“Although the corn market has received the lion’s share of attention over the past two months, the soybean market has become the focus of more attention in recent weeks,” says University of Illinois Agricultural Economist Darrel Good.
The attention has been the result of the surprising USDA Dec. 1 stocks estimate, adverse weather conditions in South America, the demise of the ethanol blenders’ tax credit and prospects for small year-ending stocks.
Corn prices have declined marginally since the first of the year, but soybean prices, particularly for the 2012 crop, have increased. The strength in the soybean market is being generated by deteriorating crop prospects in South America and expectations for fewer planted acres in the U.S. this year.
In last week’s World Agricultural Supply and Demand Estimates (WASDE) report, the USDA lowered the projected size of the 2012 South American crop by 215 million bushels, or 4.3%. That reduction comes on the heels of a 90-million-bushel reduction last month. At 4.765 billion bushels, that crop is now expected to be 4.6% smaller than the 2011 crop and 3.4% smaller than the 2010 crop
Although the USDA lowered the forecast of South American soybean exports by 105 million bushels, the projection of U.S. exports was not increased. Instead, both projected world imports and projected South American stocks were reduced. Nearly half of the 80-million-bushel reduction in projected world imports was for China, reflecting lower-than-expected imports in the last quarter of the 2011 calendar year.
“Weather conditions in Argentina over the past month were not as adverse as in December and early January, but conditions there and in southern Brazil and Paraguay have been far from ideal,” says Good. “Precipitation levels have been below average in recent weeks, and there is potential that soybean production will be even less than currently forecast.” Unless world demand is weaker than currently projected, additional crop losses there could propel U.S. exports above the current forecast and would be supportive for U.S. exports in the first quarter of the 2012-2013 marketing year.
For the current year, the USDA expects U.S. exports to be 15% less than the record exports of a year ago. To date, shipments plus outstanding sales are 30% less than those of a year ago.
Last year, export activity was unusually strong in the first half of the year and very weak in the last half.
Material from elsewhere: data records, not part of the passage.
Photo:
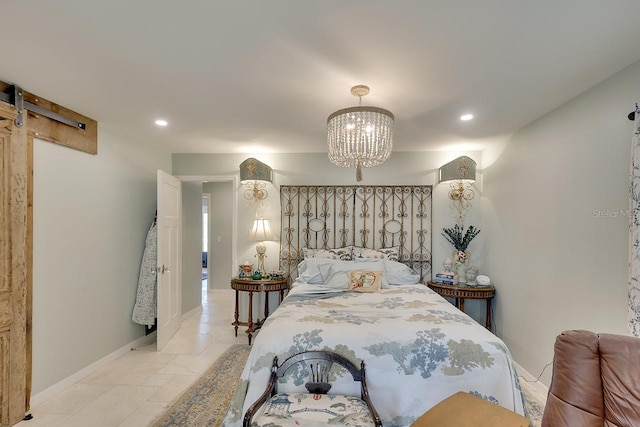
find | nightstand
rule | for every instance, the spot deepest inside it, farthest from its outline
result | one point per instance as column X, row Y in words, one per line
column 462, row 292
column 251, row 286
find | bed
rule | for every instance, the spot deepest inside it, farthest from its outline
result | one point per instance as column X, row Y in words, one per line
column 417, row 347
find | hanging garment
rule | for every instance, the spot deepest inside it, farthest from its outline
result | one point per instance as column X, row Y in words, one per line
column 144, row 311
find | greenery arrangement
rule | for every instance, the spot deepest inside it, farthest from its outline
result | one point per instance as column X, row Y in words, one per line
column 458, row 238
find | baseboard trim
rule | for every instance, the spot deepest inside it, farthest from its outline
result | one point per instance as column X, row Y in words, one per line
column 532, row 381
column 49, row 392
column 190, row 313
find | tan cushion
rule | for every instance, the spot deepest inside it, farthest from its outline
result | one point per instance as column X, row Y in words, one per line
column 466, row 410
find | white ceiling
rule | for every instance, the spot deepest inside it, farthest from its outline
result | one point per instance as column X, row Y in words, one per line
column 252, row 76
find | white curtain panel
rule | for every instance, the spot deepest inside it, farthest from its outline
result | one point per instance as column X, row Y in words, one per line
column 634, row 231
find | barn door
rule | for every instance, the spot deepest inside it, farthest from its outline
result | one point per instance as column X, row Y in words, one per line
column 13, row 268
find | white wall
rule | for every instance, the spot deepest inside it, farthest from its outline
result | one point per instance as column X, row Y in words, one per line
column 91, row 217
column 191, row 253
column 554, row 212
column 220, row 225
column 315, row 168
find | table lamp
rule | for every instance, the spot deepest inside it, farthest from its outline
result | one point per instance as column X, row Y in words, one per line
column 260, row 232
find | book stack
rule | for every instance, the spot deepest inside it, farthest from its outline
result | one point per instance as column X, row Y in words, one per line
column 445, row 278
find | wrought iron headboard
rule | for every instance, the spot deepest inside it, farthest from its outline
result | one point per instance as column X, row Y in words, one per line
column 371, row 216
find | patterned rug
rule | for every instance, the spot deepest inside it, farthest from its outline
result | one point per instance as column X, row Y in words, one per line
column 205, row 403
column 533, row 406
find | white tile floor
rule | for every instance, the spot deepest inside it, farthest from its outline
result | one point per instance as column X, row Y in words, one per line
column 136, row 388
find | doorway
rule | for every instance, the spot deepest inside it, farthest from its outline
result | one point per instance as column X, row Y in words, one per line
column 219, row 269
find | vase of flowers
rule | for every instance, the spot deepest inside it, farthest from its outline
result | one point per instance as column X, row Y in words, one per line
column 460, row 241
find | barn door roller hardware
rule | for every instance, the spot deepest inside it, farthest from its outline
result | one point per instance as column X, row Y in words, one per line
column 15, row 96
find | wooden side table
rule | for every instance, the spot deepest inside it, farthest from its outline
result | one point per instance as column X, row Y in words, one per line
column 462, row 292
column 251, row 286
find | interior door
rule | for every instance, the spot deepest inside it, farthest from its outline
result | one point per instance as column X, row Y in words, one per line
column 14, row 289
column 169, row 254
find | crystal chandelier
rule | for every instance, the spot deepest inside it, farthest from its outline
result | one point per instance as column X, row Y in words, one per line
column 360, row 136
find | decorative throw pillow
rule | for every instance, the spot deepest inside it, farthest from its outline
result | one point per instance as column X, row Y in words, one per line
column 335, row 276
column 392, row 254
column 365, row 280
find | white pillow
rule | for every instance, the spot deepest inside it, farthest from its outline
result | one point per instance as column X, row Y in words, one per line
column 309, row 271
column 336, row 276
column 391, row 254
column 399, row 273
column 344, row 254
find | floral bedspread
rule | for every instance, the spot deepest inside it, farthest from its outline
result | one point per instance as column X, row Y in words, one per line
column 417, row 347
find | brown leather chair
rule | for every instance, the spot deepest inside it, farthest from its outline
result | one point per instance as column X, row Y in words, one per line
column 595, row 381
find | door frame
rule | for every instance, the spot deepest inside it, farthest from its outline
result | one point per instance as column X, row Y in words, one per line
column 233, row 269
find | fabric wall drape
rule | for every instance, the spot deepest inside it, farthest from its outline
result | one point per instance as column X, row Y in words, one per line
column 634, row 232
column 145, row 308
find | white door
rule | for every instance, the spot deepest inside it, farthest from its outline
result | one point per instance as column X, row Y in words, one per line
column 169, row 255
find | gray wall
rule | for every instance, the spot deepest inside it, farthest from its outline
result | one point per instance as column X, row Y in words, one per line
column 91, row 217
column 315, row 168
column 558, row 261
column 554, row 210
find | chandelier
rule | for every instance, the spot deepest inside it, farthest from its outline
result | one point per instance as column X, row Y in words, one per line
column 361, row 136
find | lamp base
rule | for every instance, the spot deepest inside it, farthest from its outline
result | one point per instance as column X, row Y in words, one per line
column 261, row 249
The margin of difference between exports this year and last year will narrow as the year progresses.
A smaller South American crop might also buoy U.S. soybean meal exports, and therefore the domestic crush, above the current projection. “It seems likely, then, that marketing-year-ending stocks of U.S. soybeans will be somewhat less than the current projection of 275 million bushels,” Good says.
The expectation for fewer acres of soybeans in the United States this year stems from the 1.3-million-acre increase in winter wheat seedings and the expected 2-3-million acre increase in corn plantings. However, with 1.6 million acres released from the Conservation Reserve Program (CRP) last September, prospects for up to a million fewer acres of cotton, and the likelihood of at least four to 5 million fewer prevented planted acres in 2012 than in 2011, there should be ample opportunity for more acres of corn, wheat and soybeans this year.
The battle for acreage may be less intense than advertised. In addition, the recent change in the relationship between new-crop corn and soybean prices has reduced the potential profit advantage of a corn-after-corn rotation over a soybean-after-corn rotation. According to Good, “Average yields and projected costs still favor corn in those areas where corn-after-corn is common, but the margin has narrowed substantially since the first of the year and is still narrowing.” The average price of December 2012 corn futures and November 2012 soybean futures during February establish the spring price guarantee for crop revenue insurance products and may have some acreage implications.
March and November 2012 soybean futures have moved to the highest level since late October 2011. “Ongoing concerns about the South American crop should provide additional support, particularly if U.S. export activity remains strong. New-crop prices may also strengthen due to concerns about reduced soybean acreage in the U.S., but those concerns may not be well founded. A rebound in March and November futures might be limited to near the $13.00 area for now,” says Good.